“We are very close to seeing the light at the end of the tunnel,” said Evan Blakley, who has been helping shepherd the Denison Dog Park project.
Construction of the park has taken longer than anyone imagined, but the project is far enough along that a soft winter opening will likely take place, he said.
Klein Fence Company, of Earling, was at the site, located on 6th Avenue North near Tucker’s Pond, on Monday to install posts for the perimeter fence.
The entryway to the park is essentially complete.
Brick pillars that denote the beginning of the park have been built and are nearly finished.
Denison Job Corps students put in the foundations and Slechta Masonry, of Denison, constructed the pillars; all that is left is for caps to be placed on each pillar.
Denison Hardscapes laid the pavers for the entryway and Carlyle Memorials engraved the pavers that denote donations to the project.
Denison Hardscapes returned to the park on Monday to do some dirt work and grading, Blakley said.
“There are some grading adjustments we need to do to make the park attractive and, more importantly, we want the park to be ADA (Americans with Disabilities Act) accessible so folks in wheelchairs and scooters will be able to visit the park,” he said. “We want a nice, gentle slope into the entry of the park.”
Klein Fence Company will be back in the next few weeks to create the park entrance, which will feature self-closing gates to keep dogs from escaping.
Some work will have to take place in the next few months.
“We will depend on volunteers to come in on some workdays yet this winter, so we’ll have to bundle up,” Blakley said.
Volunteers will place the top rail along the fence posts.
“Once the fence structure is complete, we will be able to stretch and mount the chain link,” he said.
“That will take a few different workdays.
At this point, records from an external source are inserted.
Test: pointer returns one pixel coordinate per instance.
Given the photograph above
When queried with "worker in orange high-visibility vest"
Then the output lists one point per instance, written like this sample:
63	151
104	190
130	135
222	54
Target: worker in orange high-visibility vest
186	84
The more folks that come and volunteer, the faster we’ll be able to get it finished.”
Blakley is working on putting together a set of park rules that the Denison Parks and Rec Board can adopt for the park.
He has been researching the rules at dog parks around the country.
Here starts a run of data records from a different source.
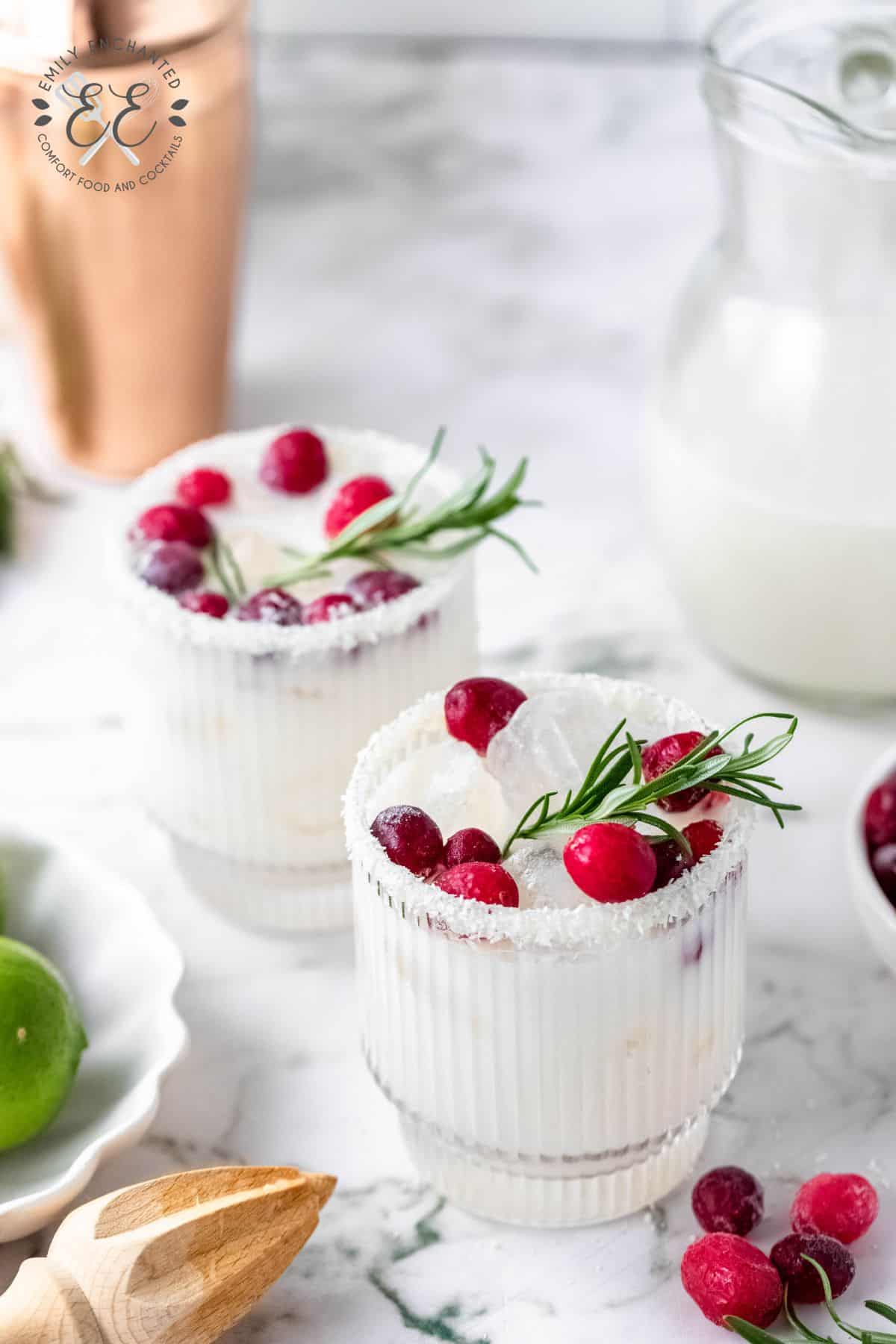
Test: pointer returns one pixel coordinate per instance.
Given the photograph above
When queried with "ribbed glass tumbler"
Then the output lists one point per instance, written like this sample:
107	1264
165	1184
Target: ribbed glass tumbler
551	1068
243	734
“We need to find what works for our community and make sure that we have a park that is clean and an asset to the community,” he said.
The park will depend in large part on users being their own watchdogs.
“It’s important that we have good rules in place that are clearly visible,” Blakley said.
If the soft opening takes place this winter, work for the spring will include additional landscaping and signage.
A water fountain and donated benches will also be added.
Blakley said a grant is being applied for that would provide funds for waste receptacles matching those in uptown Denison.
Waste bag dispensers will be mounted to the fencing at the park.
“Those will need to be in place before we can open,” he said.
Donor recognition items, such as a bronze plaque for a boulder and signs that name each of the three park sections for the top three donors, will also be added.
“Some of those things will need to be in place before we can open and some of them will come afterwards,” Blakley said.
Astroturf will be added to the high-traffic areas where grass would not survive.
Blakley said once the park is completed, fundraisers may take place each spring to improve the park or add amenities.
The blank spaces in the entryway can be replaced with engraved pavers used as part of additional fundraising.
He encourages members of the public to visit the park site to see how far the work has progressed.
“People should go out and take a look,” he said. “Just be careful where you step; there may still be some holes or mud out there.”
Blakley said the project has taken far longer than any of the organizers would have anticipated.
Land acquisition and legal issues took up much of the time.
He noted that the project is being accomplished without taxpayer funding.
“It is all through donations and grants,” he said.
“For a while, a lot of the holdup was in fundraising but we also had a number of contractors and entities that have donated to the park’s completion through in-kind labor or greatly discounted labor.”
The in-kind and reduced-rate labor had to be accepted at the rate it was offered, he pointed out.
“In the long term, that will be a better tradeoff for our donors and the community,” he said. “We appreciate everyone’s patience.”
Donation forms for individuals interested in donating may be picked up at Denison City Hall or at the Chamber & Development Council (CDC) of Crawford County office.
A separate fund for the project is being managed by the city.
Blakley said several thousand dollars will be needed to complete the last details of the project.